Düşündükleri şuydu: Bu beş kadın Belgin'e yardım edecekti. Böylece Belgin'in kendine ve kızına ayıracağı zaman artacaktı. Fatma Hanım, perşembe akşamları Elif'le kalabileceğini söyledi. Çünkü perşembeleri kocası arkadaşlarıyla zaman geçiriyordu. Çocukları da artık büyüyüp kendi düzenlerini kurdukları için, bu çok kolay olacaktı Fatma Hanım için. Pazartesi akşamları Naile Teyze onları yemeğe alacaktı. O gün yemek telaşları olmayacaktı. Zehra Hanım'a çarşamba günleri yardımcı geliyordu ev temizliği için, haftalık ütüsünü yardımcısı üstlenebilirdi. Emekli öğretmen olan Gülay Hanım ise salı akşamları evine davet ediyordu Elif'i. Saime, henüz yeni evliydi. Ev işleriyle de pek arası yoktu ama o da haftada bir gün Belgin'in yapacağı alış-veriş listesine göre alınacak her şeyi alabileceğini söyledi.

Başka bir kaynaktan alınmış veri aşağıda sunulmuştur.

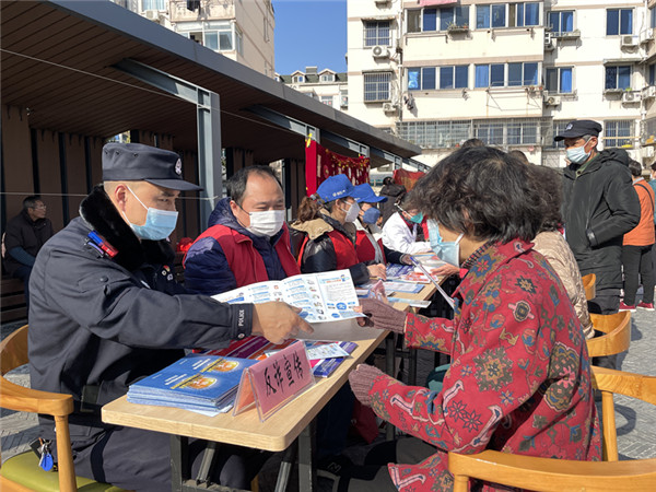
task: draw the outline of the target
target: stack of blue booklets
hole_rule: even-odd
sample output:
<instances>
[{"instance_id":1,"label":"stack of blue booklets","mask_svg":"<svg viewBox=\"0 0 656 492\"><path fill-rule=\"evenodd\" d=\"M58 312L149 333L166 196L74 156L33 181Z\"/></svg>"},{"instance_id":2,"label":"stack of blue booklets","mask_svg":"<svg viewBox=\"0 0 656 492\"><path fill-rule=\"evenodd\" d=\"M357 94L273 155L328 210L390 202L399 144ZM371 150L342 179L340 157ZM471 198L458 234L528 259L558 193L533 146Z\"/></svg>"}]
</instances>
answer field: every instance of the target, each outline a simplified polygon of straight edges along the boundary
<instances>
[{"instance_id":1,"label":"stack of blue booklets","mask_svg":"<svg viewBox=\"0 0 656 492\"><path fill-rule=\"evenodd\" d=\"M200 412L226 412L233 406L242 373L257 362L189 354L130 385L128 401Z\"/></svg>"}]
</instances>

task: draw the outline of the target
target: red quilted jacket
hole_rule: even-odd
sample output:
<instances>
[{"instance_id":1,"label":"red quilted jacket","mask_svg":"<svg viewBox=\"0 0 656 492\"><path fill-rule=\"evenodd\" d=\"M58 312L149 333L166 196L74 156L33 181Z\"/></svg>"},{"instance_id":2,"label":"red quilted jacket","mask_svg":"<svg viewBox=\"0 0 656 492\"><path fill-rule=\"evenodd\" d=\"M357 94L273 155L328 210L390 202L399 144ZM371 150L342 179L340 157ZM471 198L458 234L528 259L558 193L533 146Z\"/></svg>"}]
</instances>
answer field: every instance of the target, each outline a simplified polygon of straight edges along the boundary
<instances>
[{"instance_id":1,"label":"red quilted jacket","mask_svg":"<svg viewBox=\"0 0 656 492\"><path fill-rule=\"evenodd\" d=\"M399 490L450 490L448 450L601 458L585 338L558 276L531 246L513 241L472 255L453 320L406 318L409 347L453 362L440 393L388 376L370 391L379 417L437 448L423 462L389 465Z\"/></svg>"}]
</instances>

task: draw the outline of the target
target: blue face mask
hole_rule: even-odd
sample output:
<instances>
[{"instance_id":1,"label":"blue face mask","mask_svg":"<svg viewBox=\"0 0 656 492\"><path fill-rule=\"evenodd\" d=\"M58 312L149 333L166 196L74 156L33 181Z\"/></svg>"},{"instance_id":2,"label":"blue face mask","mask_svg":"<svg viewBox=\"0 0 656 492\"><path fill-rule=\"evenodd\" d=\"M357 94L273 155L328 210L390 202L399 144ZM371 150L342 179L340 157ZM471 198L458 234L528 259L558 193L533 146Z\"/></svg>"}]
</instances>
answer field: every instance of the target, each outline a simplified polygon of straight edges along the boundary
<instances>
[{"instance_id":1,"label":"blue face mask","mask_svg":"<svg viewBox=\"0 0 656 492\"><path fill-rule=\"evenodd\" d=\"M421 224L423 221L423 212L419 212L410 218L410 222L414 222L415 224Z\"/></svg>"},{"instance_id":2,"label":"blue face mask","mask_svg":"<svg viewBox=\"0 0 656 492\"><path fill-rule=\"evenodd\" d=\"M145 214L145 223L143 225L136 225L128 221L127 215L124 213L126 221L137 234L137 237L141 239L150 239L150 241L162 241L166 239L171 233L175 230L175 225L177 224L177 212L172 212L168 210L160 210L153 209L152 207L145 207L139 197L134 195L134 191L127 187L132 196L141 203L141 206L148 211Z\"/></svg>"},{"instance_id":3,"label":"blue face mask","mask_svg":"<svg viewBox=\"0 0 656 492\"><path fill-rule=\"evenodd\" d=\"M455 267L460 266L460 239L462 238L462 234L458 236L458 238L454 242L444 242L442 241L442 236L440 235L440 226L436 221L430 219L427 221L429 226L429 242L431 243L431 248L435 251L435 255L440 257L442 261L446 261L449 265L454 265Z\"/></svg>"},{"instance_id":4,"label":"blue face mask","mask_svg":"<svg viewBox=\"0 0 656 492\"><path fill-rule=\"evenodd\" d=\"M570 161L573 164L583 164L584 162L586 162L590 156L590 152L585 151L585 145L587 145L588 142L589 140L581 147L573 147L565 150L567 161Z\"/></svg>"},{"instance_id":5,"label":"blue face mask","mask_svg":"<svg viewBox=\"0 0 656 492\"><path fill-rule=\"evenodd\" d=\"M364 222L365 224L375 224L376 222L378 222L379 218L380 211L375 207L372 207L371 209L366 209L364 211L364 214L362 215L362 222Z\"/></svg>"}]
</instances>

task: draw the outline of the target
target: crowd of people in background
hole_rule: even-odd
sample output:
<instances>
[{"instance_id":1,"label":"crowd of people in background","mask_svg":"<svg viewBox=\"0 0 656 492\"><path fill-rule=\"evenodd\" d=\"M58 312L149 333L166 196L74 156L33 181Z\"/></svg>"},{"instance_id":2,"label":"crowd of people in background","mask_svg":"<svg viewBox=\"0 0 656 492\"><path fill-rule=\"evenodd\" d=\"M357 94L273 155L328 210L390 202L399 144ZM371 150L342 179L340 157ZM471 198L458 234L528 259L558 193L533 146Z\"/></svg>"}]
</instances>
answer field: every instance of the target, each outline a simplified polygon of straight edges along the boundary
<instances>
[{"instance_id":1,"label":"crowd of people in background","mask_svg":"<svg viewBox=\"0 0 656 492\"><path fill-rule=\"evenodd\" d=\"M284 303L226 305L210 295L342 269L361 285L385 280L388 263L411 265L415 254L444 261L438 273L454 279L453 312L427 317L365 298L363 323L444 352L450 363L440 390L368 364L351 373L317 424L319 468L330 471L335 490L448 490L448 450L600 459L586 350L599 333L590 313L654 311L656 277L656 164L647 181L624 150L597 149L600 131L596 121L574 120L555 137L566 149L562 173L471 139L412 190L387 177L376 194L330 176L291 223L276 173L245 167L230 176L227 196L188 248L184 286L168 269L167 236L175 198L198 187L181 179L173 152L105 145L104 184L82 201L81 218L54 236L44 201L27 197L3 236L5 271L24 280L31 301L33 387L75 400L78 473L126 489L169 488L168 437L106 425L102 405L183 349L312 331ZM93 247L91 233L117 253ZM582 281L588 273L596 276L590 301ZM594 363L616 367L614 358ZM355 400L410 435L373 448L364 468L341 454ZM54 437L52 421L42 419L42 429ZM190 457L196 468L198 456ZM247 488L267 458L226 448L212 478ZM128 462L141 465L127 471Z\"/></svg>"}]
</instances>

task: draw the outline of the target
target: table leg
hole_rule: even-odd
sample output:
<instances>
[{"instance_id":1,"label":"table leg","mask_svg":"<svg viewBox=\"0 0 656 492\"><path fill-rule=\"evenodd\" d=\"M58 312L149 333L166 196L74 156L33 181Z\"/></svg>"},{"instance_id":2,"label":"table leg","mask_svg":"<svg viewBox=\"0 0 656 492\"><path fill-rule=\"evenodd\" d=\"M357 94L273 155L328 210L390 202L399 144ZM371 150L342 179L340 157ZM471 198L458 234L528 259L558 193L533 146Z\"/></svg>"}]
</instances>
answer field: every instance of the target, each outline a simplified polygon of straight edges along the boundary
<instances>
[{"instance_id":1,"label":"table leg","mask_svg":"<svg viewBox=\"0 0 656 492\"><path fill-rule=\"evenodd\" d=\"M282 457L282 462L280 464L280 470L278 471L278 480L276 481L276 492L284 492L286 490L292 467L296 461L297 447L298 442L294 441L292 444L290 444L290 447L284 450L284 456Z\"/></svg>"},{"instance_id":2,"label":"table leg","mask_svg":"<svg viewBox=\"0 0 656 492\"><path fill-rule=\"evenodd\" d=\"M298 490L311 492L317 490L317 470L314 462L314 427L315 420L298 435Z\"/></svg>"},{"instance_id":3,"label":"table leg","mask_svg":"<svg viewBox=\"0 0 656 492\"><path fill-rule=\"evenodd\" d=\"M389 333L385 339L385 372L387 375L391 377L396 377L395 372L395 355L396 355L396 347L394 343L394 333ZM385 438L387 441L394 440L394 425L387 422L385 425Z\"/></svg>"},{"instance_id":4,"label":"table leg","mask_svg":"<svg viewBox=\"0 0 656 492\"><path fill-rule=\"evenodd\" d=\"M183 483L189 478L189 438L180 435L171 436L171 488L173 492L181 492Z\"/></svg>"}]
</instances>

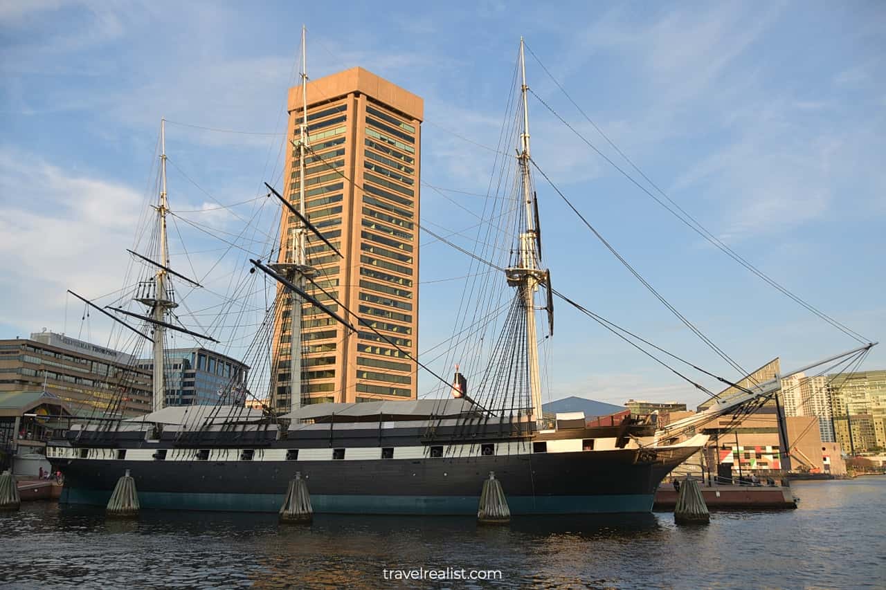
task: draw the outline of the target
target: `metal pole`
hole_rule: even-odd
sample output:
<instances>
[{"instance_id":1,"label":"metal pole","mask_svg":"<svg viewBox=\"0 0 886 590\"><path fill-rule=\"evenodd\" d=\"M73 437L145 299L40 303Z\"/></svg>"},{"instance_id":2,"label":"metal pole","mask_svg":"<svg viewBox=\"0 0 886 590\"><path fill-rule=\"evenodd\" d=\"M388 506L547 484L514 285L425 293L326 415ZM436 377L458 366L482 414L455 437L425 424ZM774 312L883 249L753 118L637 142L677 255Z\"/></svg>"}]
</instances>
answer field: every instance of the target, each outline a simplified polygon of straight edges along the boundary
<instances>
[{"instance_id":1,"label":"metal pole","mask_svg":"<svg viewBox=\"0 0 886 590\"><path fill-rule=\"evenodd\" d=\"M526 231L520 235L520 266L524 280L520 288L523 289L524 307L526 313L526 363L529 373L529 392L532 404L532 415L536 427L544 428L544 417L541 411L541 383L539 377L539 349L538 336L535 325L535 291L538 289L539 279L535 275L538 268L538 256L535 240L535 217L532 199L532 179L529 173L529 104L526 85L526 59L524 52L523 37L520 37L520 72L523 95L523 133L520 134L522 150L517 156L520 163L521 184L523 185L524 205L526 209Z\"/></svg>"},{"instance_id":2,"label":"metal pole","mask_svg":"<svg viewBox=\"0 0 886 590\"><path fill-rule=\"evenodd\" d=\"M714 479L717 483L719 483L719 429L718 428L714 431L714 446L717 447L714 449L714 457L717 462L717 477Z\"/></svg>"},{"instance_id":3,"label":"metal pole","mask_svg":"<svg viewBox=\"0 0 886 590\"><path fill-rule=\"evenodd\" d=\"M779 443L781 445L781 448L785 449L781 456L781 470L786 474L790 471L790 441L788 440L788 424L787 419L784 416L784 410L781 408L781 402L778 400L778 393L774 395L775 398L775 415L778 419L778 438Z\"/></svg>"},{"instance_id":4,"label":"metal pole","mask_svg":"<svg viewBox=\"0 0 886 590\"><path fill-rule=\"evenodd\" d=\"M734 453L734 455L735 455L735 462L738 463L738 483L739 483L739 485L741 485L742 478L743 476L742 475L742 457L741 457L741 454L738 451L738 429L735 429L735 453Z\"/></svg>"}]
</instances>

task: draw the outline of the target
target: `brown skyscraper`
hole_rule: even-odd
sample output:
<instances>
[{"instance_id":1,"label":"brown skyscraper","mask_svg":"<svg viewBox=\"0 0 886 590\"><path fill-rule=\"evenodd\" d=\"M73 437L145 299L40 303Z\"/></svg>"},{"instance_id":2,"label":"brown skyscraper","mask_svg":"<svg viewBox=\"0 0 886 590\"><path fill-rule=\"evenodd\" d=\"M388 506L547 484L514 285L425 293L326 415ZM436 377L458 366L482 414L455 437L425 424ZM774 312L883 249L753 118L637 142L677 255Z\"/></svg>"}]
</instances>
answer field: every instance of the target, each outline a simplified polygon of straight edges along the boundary
<instances>
[{"instance_id":1,"label":"brown skyscraper","mask_svg":"<svg viewBox=\"0 0 886 590\"><path fill-rule=\"evenodd\" d=\"M417 353L418 212L424 101L360 67L307 83L305 211L341 252L307 235L314 281L403 351ZM289 133L295 144L303 117L302 88L290 89ZM284 196L299 206L298 148L290 151ZM280 262L293 260L298 221L281 220ZM416 398L416 363L378 334L347 317L319 288L307 291L345 316L349 332L305 303L301 322L304 403ZM290 407L291 305L275 330L279 359L277 408Z\"/></svg>"}]
</instances>

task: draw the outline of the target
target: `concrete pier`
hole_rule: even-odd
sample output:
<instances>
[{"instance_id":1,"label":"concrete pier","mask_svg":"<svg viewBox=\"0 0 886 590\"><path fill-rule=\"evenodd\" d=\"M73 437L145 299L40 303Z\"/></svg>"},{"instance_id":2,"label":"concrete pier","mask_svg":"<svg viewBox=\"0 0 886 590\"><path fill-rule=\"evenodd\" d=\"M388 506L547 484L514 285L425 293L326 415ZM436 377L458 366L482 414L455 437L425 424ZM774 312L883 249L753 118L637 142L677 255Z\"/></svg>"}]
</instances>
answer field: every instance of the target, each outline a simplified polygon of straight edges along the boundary
<instances>
[{"instance_id":1,"label":"concrete pier","mask_svg":"<svg viewBox=\"0 0 886 590\"><path fill-rule=\"evenodd\" d=\"M699 489L709 509L797 508L797 500L789 486L702 485ZM653 508L672 510L677 505L678 495L671 484L663 484L656 493Z\"/></svg>"}]
</instances>

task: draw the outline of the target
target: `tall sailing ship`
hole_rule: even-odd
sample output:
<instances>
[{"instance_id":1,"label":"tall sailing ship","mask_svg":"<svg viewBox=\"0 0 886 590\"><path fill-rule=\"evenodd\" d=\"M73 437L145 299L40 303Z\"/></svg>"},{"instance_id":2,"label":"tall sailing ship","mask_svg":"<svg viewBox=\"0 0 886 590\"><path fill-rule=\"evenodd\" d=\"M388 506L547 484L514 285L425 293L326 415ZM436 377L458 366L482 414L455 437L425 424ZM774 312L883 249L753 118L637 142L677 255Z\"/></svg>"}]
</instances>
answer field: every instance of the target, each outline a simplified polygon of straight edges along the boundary
<instances>
[{"instance_id":1,"label":"tall sailing ship","mask_svg":"<svg viewBox=\"0 0 886 590\"><path fill-rule=\"evenodd\" d=\"M307 91L305 69L303 92ZM137 418L124 419L113 413L94 417L51 441L48 458L65 477L61 502L105 505L118 478L128 471L145 508L277 511L288 483L300 472L318 513L473 514L484 480L494 472L513 514L651 510L662 479L707 442L706 436L693 435L693 429L716 416L759 404L778 391L779 382L741 388L739 395L718 400L706 412L664 427L649 416L626 416L609 424L588 423L580 414L545 419L536 312L547 310L553 334L553 300L559 293L542 265L522 39L519 75L515 244L507 267L489 263L501 273L514 294L486 369L471 378L470 388L457 369L452 381L440 377L334 297L323 299L334 301L334 309L320 300L314 288L317 270L307 256L307 241L315 240L326 252L340 253L308 219L307 182L299 182L298 195L291 198L268 185L279 198L284 212L299 222L291 236L281 237L284 244L276 262L254 259L250 269L276 281L278 299L292 303L288 354L276 350L268 357L272 366L252 372L270 376L265 384L259 383L260 377L247 384L232 377L220 391L214 406L164 407L166 335L183 332L198 339L212 338L175 321L173 281L194 288L199 283L174 270L169 261L167 156L161 126L161 183L154 207L156 251L152 256L132 252L151 272L134 298L145 310L113 307L110 312L118 322L150 342L153 411ZM302 121L292 141L299 159L299 180L305 177L308 157L322 161L311 149L307 97L302 105ZM542 299L541 305L536 299ZM303 305L315 307L348 330L374 332L403 358L415 361L439 379L444 396L303 405L304 343L299 327ZM279 321L279 305L275 304L258 330L255 350L268 350L269 327ZM853 353L858 350L839 358ZM284 385L278 376L286 361L291 370ZM271 399L285 386L290 405L284 411L276 405L260 409L242 403L248 390L261 392L267 388L267 396L256 397Z\"/></svg>"}]
</instances>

Kadınlar, tabaklarındakileri yerken bir yandan da bunları anlatıyorlardı iştahla. Tabii bu kadarla da kalmıyacaktı. Toplaşacaklar, eğlenecekler, birlikte gezmeye gideceklerdi. Elif kadınları çok sevmişti. Bir birinin, bir öbürünün yanına gidiyor, hayranlıkla konuşulanları dinliyordu. O da farkındaydı, güzel şeyler olacaktı artık.

Belgin, hor görülmeye o kadar alışmıştı ki yıllardır, bu davranış karşısında ne yapacağını bilemedi. Önce tek tek sarıldı hepsine sonra da koltuğa yığıldı ve hüngür hüngür ağladı. Yıllardır böyle ağlamamıştı. Kocası gittiğinde bile...

*Komşu sözcüğü konmak kelimesinin işteşi olan "konışmak" sözcüğünden türemiştir.